Can the Greek word Teknon ever be used to mean young or dependent child as opposed to strictly son or daughter of any age?

By: | Post date: 2016-06-08 | Comments: No Comments
Posted in categories: Linguistics, Mediaeval Greek

Ioannis Manomenidis has tackled Modern Greek. Let me summarise:

  • Téknon gets used by priests to their spiritual children, their congregation. There, it means neither offspring, nor child: it’s a metaphorical extension of the “child of God” or “child that I mentor” notion. But that’s an ancient Greek expression, limited to the ecclesiastical register.
  • Evangelos Lolos delicately alluded to the mis-accented variant teknó. That means “toyboy”. It sounds like it comes from Kaliarda, the Greek gay cant (Καλιαρντά – Βικιπαίδεια). The thing is, you expect Romany vocabulary in Kaliarda, or “wrong” genders (Gender bender); but misaccentuation is not supposed to be part of Kaliarda’s repertoire.

    Well, as it turns out, teknó is Romany, from tiknó: Λεξικό της κοινής νεοελληνικής. It just sounded so similar to téknon, that the vowel was switched to match.

That was fun.

But I strongly suspect, OP, that you’re after the Ancient Greek meanings of téknon (when it was a current word), and likely you’re wanting some New Testament exegesis out of it.

Etymologically, téknon is derived from tíktō, “to give birth”. So it does originally mean son/daughter, not child.

Was it ever used for generic “child”? Let’s turn to Liddell-Scott, the canonical big dictionary of Ancient Greek, and BDAG, the New Testament dictionary. The other dictionaries don’t have the same kind of coverage, and are later anyway. (Trapp has only new words, and is late Byzantine; Lampe does Church Fathers, and spends more time on theology than generic semantics.)
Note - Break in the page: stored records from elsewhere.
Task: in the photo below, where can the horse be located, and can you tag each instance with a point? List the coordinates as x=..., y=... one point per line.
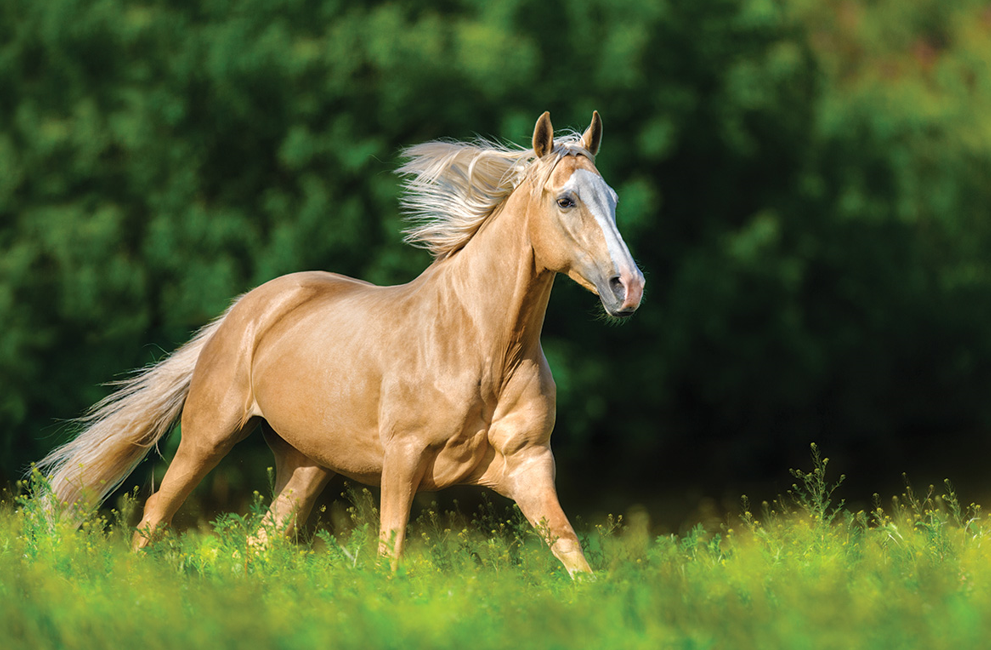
x=419, y=386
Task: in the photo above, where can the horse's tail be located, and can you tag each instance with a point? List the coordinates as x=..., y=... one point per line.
x=118, y=431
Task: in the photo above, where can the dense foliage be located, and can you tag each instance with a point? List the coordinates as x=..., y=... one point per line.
x=804, y=184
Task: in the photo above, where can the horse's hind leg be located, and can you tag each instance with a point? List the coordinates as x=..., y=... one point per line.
x=298, y=483
x=206, y=438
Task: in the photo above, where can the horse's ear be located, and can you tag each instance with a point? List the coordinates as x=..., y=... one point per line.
x=543, y=135
x=593, y=134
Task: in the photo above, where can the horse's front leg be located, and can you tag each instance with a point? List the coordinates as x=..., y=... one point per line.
x=529, y=480
x=402, y=470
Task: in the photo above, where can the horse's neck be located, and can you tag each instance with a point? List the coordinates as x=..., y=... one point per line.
x=497, y=283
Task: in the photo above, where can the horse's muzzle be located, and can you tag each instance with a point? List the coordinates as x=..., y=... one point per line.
x=627, y=292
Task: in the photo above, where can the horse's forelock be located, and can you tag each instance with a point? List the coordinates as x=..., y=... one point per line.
x=452, y=187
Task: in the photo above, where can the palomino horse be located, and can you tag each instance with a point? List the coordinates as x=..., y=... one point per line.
x=420, y=386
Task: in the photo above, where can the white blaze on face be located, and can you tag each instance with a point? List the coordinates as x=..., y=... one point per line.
x=601, y=200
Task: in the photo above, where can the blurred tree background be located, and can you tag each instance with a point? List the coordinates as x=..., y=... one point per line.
x=805, y=184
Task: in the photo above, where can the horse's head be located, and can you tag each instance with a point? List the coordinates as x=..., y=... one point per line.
x=573, y=221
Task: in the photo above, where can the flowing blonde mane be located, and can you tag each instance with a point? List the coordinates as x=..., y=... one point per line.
x=451, y=188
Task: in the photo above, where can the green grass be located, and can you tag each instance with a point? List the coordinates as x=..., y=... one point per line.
x=802, y=573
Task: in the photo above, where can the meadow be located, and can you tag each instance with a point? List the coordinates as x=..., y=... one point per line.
x=800, y=572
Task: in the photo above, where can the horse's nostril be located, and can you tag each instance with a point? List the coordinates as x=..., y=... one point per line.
x=617, y=287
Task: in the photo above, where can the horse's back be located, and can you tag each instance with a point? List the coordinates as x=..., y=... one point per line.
x=224, y=372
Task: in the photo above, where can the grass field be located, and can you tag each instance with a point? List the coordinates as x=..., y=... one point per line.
x=800, y=573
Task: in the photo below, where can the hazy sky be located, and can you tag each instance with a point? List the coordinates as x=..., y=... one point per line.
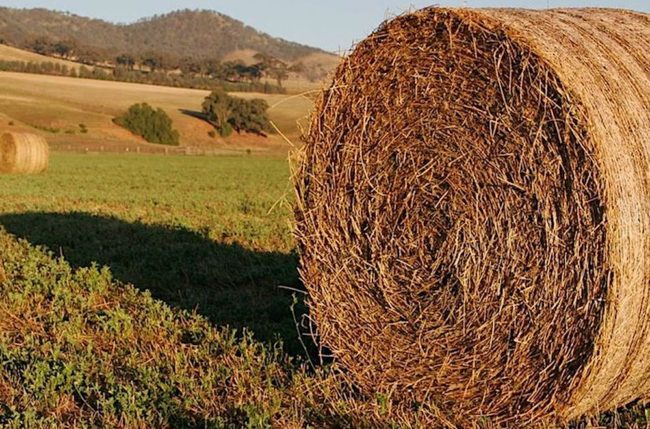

LSJ. The definition is not that explicit, but in Odyssey 2.363, it is used to address Telemachus, not by his mother, but by his nurse Eurycleia. I’ve looked at several Attic instances, without finding a clear instance where it does not mean offspring. But LSJ itself treats παῖς “child” and τέκνον as interchangeable, and says that Attic tended to use παῖς instead.

Bauer asserts as definition 3 of téknon “one who is dear to another but without genetic relationship and without distinction in age”. That’s the “my spiritual child” meaning.